Volumetric Analysis

An acid-base titration is the determination of the concentration of an acid or base by exactly neutralizing the acid or base with an acid or base of known concentration. This allows for quantitative analysis of the concentration of an unknown acid or base solution. It makes use of the neutralization reaction that occurs between acids and bases. pKa and Ka (acid constants) can also be determined from a pH titration graph.

Acid-base titrations can also be used to find percent purity of chemicals.

A redox titration is a type of titration based on a redox reaction between the analyte and titrant. Redox titration may involve the use of a redox indicator and/or a potentiometer. A common example of a redox titration is treating a solution of iodine with a reducing agent to produce iodide using a starch indicator to help detect the endpoint. Iodine (I2) can be reduced to iodide (I−) by e.g. thiosulfate (S2O32−), and when all iodine is spent the blue color disappears. This is called an iodometric titration.

Most often of all, the reduction of iodine to iodide is the last step in a series of reactions where the initial reactions are used to convert an unknown amount of the solute (the substance being analyzed) to an equivalent amount of iodine, which may then be titrated.

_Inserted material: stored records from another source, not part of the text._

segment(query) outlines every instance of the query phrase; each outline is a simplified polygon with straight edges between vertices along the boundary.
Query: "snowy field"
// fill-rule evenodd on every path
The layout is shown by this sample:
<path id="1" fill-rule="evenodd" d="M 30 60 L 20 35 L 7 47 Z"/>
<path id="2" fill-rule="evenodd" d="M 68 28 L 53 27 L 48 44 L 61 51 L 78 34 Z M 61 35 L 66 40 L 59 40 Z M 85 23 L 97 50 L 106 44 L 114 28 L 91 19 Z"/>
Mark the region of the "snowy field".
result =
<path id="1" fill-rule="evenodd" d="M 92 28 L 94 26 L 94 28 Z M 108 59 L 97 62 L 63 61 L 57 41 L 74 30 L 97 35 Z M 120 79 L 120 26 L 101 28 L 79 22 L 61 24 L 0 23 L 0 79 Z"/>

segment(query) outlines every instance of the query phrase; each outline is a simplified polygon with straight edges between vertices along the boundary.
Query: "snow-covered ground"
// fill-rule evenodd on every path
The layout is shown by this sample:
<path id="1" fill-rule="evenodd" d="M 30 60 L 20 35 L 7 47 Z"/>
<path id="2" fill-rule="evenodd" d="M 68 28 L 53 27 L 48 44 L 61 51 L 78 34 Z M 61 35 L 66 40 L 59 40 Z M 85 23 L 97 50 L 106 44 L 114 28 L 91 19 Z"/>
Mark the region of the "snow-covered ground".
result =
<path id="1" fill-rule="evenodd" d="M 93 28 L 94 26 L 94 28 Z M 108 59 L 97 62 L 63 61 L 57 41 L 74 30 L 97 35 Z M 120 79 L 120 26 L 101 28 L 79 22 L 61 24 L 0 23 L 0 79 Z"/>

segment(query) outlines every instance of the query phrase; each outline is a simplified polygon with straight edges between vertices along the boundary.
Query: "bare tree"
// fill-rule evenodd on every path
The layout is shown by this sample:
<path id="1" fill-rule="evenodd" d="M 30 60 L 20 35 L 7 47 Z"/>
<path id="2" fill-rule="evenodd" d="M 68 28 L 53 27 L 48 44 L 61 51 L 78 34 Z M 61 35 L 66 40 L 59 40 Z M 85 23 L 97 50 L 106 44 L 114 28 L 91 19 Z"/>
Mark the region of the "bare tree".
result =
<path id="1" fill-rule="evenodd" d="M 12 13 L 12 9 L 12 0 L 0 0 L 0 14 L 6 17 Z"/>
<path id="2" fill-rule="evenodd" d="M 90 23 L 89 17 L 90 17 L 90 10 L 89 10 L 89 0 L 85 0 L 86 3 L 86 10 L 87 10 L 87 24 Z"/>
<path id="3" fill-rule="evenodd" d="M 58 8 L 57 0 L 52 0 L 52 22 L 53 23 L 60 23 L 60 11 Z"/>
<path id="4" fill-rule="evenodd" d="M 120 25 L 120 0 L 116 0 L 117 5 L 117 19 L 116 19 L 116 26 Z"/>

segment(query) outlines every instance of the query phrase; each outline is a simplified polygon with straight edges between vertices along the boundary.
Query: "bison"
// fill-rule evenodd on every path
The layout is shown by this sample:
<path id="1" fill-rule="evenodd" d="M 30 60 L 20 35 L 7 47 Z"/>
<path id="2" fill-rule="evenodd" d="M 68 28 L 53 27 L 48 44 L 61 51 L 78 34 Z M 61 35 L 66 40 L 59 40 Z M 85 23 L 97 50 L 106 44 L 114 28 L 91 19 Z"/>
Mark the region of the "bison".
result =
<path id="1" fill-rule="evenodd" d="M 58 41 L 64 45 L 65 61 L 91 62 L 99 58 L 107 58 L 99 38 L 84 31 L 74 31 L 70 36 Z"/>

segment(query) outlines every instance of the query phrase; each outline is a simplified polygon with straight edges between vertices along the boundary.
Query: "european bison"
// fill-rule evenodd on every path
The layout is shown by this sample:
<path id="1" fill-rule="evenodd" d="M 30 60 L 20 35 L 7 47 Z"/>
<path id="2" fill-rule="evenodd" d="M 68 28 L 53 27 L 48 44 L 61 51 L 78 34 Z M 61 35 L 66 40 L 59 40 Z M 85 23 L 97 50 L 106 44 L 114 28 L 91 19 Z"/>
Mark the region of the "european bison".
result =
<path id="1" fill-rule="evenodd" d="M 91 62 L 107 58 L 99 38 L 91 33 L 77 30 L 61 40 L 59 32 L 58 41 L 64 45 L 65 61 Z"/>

Sometimes other halogens (or haloalkanes) than iodine are used in the intermediate reactions because they are available in better measurable standard solutions and/or react more readily with the solute. The extra steps in iodometric titration may be worth while because the equivalence point, where the blue turns a bit colourless, is more distinct than some other analytical or may be by volumetric methods.

The main redox titration types are:

• Redox titration - Titrant
• Iodometry - Iodine (I2)
• Bromatometry - Bromine (Br2)
• Cerimetry - Cerium(IV) salts
• Permanganometry - Potassium permanganate
• Dichrometry - Potassium dichromate

Complexometric titration (sometimes chelatometry) is a form of volumetric analysis in which the formation of a colored complex is used to indicate the end point of a titration. Complexometric titrations are particularly useful for the determination of a mixture of different metal ions in solution. An indicator capable of producing an unambiguous color change is usually used to detect the end-point of the titration.when is the complexometric titration is known as chelatometry titration.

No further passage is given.